There are lots of issues with this, notably that the 800 degree temperature suggested is sure to carbonize any organics in the soil as well, so the filters get overwhelmed and the soil is left sterile. Plus it is not clear that the cesium, bound tightly in salt form, will not resist mobilization by this treatment.
It may be possible to grow clean crops even on contaminated soil by flooding the fields with non radioactive cesium to minimize the radioactive material uptake by the plants, but the soil is beyond cleaning. It will be a scar on Japan for several centuries.

Anonymous said...

oh, for fuck's sake!

it is not possible to clean the soil. and while Fukushima keeps spewing radioactive shit, decontamination is a waste of effort!

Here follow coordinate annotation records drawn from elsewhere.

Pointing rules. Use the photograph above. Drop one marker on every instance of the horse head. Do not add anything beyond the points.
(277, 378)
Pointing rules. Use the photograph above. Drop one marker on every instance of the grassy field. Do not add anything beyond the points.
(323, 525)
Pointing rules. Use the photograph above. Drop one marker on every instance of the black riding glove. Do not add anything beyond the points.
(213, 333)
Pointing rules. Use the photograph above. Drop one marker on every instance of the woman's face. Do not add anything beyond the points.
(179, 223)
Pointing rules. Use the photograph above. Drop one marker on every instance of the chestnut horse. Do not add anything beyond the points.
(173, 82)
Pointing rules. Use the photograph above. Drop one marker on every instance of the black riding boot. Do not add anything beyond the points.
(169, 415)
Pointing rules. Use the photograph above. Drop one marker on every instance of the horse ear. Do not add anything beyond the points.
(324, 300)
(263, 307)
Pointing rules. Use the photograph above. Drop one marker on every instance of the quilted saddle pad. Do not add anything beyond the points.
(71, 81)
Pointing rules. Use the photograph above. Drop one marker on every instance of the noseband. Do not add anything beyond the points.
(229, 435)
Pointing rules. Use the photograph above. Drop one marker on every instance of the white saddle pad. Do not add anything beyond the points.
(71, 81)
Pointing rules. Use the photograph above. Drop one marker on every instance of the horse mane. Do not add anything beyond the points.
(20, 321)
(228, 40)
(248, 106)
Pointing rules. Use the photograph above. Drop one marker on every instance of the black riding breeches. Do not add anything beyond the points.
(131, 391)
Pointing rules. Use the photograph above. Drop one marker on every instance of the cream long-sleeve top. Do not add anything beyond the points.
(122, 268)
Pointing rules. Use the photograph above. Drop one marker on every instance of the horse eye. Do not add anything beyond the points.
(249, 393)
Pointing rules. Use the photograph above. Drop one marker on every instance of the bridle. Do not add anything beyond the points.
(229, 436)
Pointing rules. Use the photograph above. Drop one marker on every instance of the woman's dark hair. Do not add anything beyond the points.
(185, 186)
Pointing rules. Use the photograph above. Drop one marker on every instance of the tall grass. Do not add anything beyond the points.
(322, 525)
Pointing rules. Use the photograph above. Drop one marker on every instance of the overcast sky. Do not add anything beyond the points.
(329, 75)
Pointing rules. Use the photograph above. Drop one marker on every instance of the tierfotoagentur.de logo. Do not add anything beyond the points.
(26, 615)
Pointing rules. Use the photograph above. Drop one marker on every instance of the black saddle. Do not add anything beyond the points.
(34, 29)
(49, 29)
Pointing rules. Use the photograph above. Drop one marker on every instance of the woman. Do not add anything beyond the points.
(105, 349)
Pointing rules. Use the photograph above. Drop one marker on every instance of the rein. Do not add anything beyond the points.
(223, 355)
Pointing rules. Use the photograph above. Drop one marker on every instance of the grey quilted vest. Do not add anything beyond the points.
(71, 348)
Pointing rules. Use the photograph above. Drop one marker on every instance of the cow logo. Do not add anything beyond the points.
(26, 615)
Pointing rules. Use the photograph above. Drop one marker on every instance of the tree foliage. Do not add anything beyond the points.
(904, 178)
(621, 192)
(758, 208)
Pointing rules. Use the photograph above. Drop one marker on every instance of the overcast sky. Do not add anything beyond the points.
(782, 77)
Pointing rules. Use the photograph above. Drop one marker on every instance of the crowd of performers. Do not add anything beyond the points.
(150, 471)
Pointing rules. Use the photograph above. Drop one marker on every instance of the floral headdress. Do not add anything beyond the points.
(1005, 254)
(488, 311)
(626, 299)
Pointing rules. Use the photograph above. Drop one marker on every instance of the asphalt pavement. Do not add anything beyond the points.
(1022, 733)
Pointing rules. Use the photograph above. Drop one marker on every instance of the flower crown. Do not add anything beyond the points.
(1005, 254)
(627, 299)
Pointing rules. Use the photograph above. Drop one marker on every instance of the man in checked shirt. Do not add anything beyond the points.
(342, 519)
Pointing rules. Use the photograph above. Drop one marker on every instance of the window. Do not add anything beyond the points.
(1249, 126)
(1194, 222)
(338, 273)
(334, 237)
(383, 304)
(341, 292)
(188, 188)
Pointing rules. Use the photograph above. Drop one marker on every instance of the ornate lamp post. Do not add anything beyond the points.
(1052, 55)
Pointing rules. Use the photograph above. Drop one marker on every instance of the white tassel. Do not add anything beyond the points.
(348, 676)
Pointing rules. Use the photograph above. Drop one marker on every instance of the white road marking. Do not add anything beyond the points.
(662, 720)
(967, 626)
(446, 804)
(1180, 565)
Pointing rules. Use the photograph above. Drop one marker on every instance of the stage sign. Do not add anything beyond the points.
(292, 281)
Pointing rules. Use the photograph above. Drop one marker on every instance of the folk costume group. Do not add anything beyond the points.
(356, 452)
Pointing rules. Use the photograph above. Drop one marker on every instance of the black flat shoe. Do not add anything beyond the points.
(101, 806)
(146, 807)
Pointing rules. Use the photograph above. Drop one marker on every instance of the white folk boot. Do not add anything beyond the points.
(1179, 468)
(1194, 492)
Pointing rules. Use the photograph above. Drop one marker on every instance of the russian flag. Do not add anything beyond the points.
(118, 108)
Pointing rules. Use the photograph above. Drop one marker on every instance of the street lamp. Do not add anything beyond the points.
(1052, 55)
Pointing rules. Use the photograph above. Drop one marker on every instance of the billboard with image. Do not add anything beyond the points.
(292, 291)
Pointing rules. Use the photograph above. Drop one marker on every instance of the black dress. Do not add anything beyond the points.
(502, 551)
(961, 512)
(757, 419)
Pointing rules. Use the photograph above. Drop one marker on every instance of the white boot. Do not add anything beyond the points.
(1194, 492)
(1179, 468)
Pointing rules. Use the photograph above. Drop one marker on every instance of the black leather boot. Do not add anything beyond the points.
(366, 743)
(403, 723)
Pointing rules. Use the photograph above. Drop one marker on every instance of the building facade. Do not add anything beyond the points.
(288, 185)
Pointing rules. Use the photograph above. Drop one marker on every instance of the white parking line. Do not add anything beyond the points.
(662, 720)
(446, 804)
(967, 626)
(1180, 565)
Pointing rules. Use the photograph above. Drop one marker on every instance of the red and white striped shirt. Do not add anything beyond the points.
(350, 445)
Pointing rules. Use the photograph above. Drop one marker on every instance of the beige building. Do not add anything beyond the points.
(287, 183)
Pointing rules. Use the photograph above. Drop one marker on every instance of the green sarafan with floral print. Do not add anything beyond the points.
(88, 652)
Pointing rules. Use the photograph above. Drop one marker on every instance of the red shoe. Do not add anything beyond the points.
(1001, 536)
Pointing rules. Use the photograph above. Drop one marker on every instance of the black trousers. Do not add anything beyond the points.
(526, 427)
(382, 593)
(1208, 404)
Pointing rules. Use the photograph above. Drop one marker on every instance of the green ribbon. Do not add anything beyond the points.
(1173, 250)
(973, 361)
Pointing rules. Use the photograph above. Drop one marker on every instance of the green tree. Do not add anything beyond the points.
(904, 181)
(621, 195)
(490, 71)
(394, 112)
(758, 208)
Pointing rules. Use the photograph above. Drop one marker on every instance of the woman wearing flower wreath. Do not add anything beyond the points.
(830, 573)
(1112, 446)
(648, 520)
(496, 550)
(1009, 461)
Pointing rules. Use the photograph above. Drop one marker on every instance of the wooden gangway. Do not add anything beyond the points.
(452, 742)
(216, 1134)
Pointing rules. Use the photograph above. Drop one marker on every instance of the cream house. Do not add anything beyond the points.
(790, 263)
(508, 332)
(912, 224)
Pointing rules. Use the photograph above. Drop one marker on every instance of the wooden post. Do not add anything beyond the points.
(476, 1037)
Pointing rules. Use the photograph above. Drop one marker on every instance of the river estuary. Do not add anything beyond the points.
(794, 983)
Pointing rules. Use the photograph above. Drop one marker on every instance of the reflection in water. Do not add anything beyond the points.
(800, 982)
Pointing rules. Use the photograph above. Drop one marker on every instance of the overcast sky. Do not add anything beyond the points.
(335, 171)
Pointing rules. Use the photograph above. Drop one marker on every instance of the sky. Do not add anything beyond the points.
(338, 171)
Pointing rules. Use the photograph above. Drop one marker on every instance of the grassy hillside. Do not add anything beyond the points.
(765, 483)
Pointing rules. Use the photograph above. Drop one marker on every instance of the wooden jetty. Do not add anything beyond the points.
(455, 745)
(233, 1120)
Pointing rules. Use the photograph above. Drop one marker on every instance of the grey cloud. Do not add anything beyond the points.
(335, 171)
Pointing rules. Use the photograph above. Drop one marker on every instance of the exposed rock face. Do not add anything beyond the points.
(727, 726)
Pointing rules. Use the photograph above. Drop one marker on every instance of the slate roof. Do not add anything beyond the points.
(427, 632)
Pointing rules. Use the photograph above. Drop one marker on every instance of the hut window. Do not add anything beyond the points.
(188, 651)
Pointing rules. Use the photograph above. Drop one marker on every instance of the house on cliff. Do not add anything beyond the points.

the irradiated zones are a complete and utter loss -- and anyone who stays in this area will suffer... the ability to procreate is increasingly damaged as long as one chooses to stay in unhealthy zones. which apparently is all of northern Japan.

burning contamination spreads contamination around, so in a short period of time, all of Japan will be as fuk d as Fukushima! I mean SERIOUSLY!

If it were possible to clean, a company would be cleaning nuclear waste worldwide, making millions and Chernobyl region would be clean as a whistle and the former Ukrainian 'bread basket' would be in the news, big celebrations all around! --- but it is not possible -- it is a DREAM. EVACUATE!

netudiant said...

These 'we're all doomed, evacuate now!' comments are not useful.
Japan cannot evacuate its heartland, so once again, as before, Japan must bear the unbearable.
That means multiple ongoing efforts at mitigation, many of which will be useless or wasteful or both.
It will probably take a generation to get this mess adequately cleaned up.
The one ray of light is that the reactors have pretty much stopped spewing. The decay heat is low enough at this point (about 10 megawatts) and the water injection high enough that the heat is not thrown off as steam any more.